Abstract
It is impossible to measure insulin in the sera of insulin-treated patients by radioimmunoassay due to the presence of insulin antibodies in the sera. The same limitation appears to hold for enzyme immunoassay. However, the principle of the procedure in the Insulin Enzyme Immunoassay Kit (Mochida) is a sandwich method, although the radioimmunoassay depends on the competitive method. The binding capacity of insulin antibody in this enzyme immunoassay system thus appears to be still higher than that in the sera of insulin-treated patients. For this reason, the insulin antibodies in the sera of insulin-treated patients may be negligible compared to those in the assay system, and values obtained from the assay system for the sera of insulin-treated patients may be considered to express the total insulin values in the sera.

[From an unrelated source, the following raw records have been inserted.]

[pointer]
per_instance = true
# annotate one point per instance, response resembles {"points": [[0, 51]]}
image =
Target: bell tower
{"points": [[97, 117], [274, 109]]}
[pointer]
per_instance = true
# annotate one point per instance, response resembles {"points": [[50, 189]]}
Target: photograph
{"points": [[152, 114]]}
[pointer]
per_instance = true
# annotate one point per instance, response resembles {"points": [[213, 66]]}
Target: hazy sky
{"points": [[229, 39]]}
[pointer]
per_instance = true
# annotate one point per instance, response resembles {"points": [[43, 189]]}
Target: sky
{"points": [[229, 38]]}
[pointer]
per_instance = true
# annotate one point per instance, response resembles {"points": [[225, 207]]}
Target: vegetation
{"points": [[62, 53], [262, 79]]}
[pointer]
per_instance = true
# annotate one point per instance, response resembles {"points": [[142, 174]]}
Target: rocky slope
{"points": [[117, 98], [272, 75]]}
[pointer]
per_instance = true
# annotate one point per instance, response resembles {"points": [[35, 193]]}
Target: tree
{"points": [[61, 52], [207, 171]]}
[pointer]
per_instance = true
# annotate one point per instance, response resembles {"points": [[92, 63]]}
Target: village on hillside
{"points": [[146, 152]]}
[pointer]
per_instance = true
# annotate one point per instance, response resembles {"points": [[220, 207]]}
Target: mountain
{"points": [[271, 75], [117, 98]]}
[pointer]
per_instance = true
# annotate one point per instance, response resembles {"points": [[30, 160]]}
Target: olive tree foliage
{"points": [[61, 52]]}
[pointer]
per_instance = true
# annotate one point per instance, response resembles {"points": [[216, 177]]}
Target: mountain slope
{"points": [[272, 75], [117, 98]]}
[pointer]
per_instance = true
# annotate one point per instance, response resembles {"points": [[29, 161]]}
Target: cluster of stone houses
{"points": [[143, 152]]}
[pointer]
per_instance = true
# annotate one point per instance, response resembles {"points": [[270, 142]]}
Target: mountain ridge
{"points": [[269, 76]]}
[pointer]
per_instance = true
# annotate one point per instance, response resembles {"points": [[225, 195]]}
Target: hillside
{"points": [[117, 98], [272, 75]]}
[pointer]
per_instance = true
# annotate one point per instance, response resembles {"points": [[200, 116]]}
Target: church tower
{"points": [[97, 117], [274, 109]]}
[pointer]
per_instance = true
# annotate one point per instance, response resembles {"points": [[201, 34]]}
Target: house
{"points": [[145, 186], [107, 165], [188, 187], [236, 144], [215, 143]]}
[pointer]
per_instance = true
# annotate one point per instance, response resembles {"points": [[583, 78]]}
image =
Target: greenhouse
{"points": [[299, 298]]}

Measurements of insulin were carried out with this assay system for both sera and extracts of 18 insulin-treated subjects. Extraction of insulin was performed by the acid ethanol method. The values obtained for sera were compared with those for extracts, and were found to correspond closely. When the values for extracts were plotted on the X axis and those for sera on the Y axis, the following correlation between them was derived: Y=0.95X+ 42.12 (r= 0.951, p<0.001).
Fundamental examinations on the reproducibility, dilution test and recovery test, were performed with this assay system for sera containing insulin antibodies. The results were generally satisfactory.
It is concluded therefore that values obtained with this assay system for the sera of insulintreated patients, express the total serum insulin levels, even though insulin antibodies are present in the sera.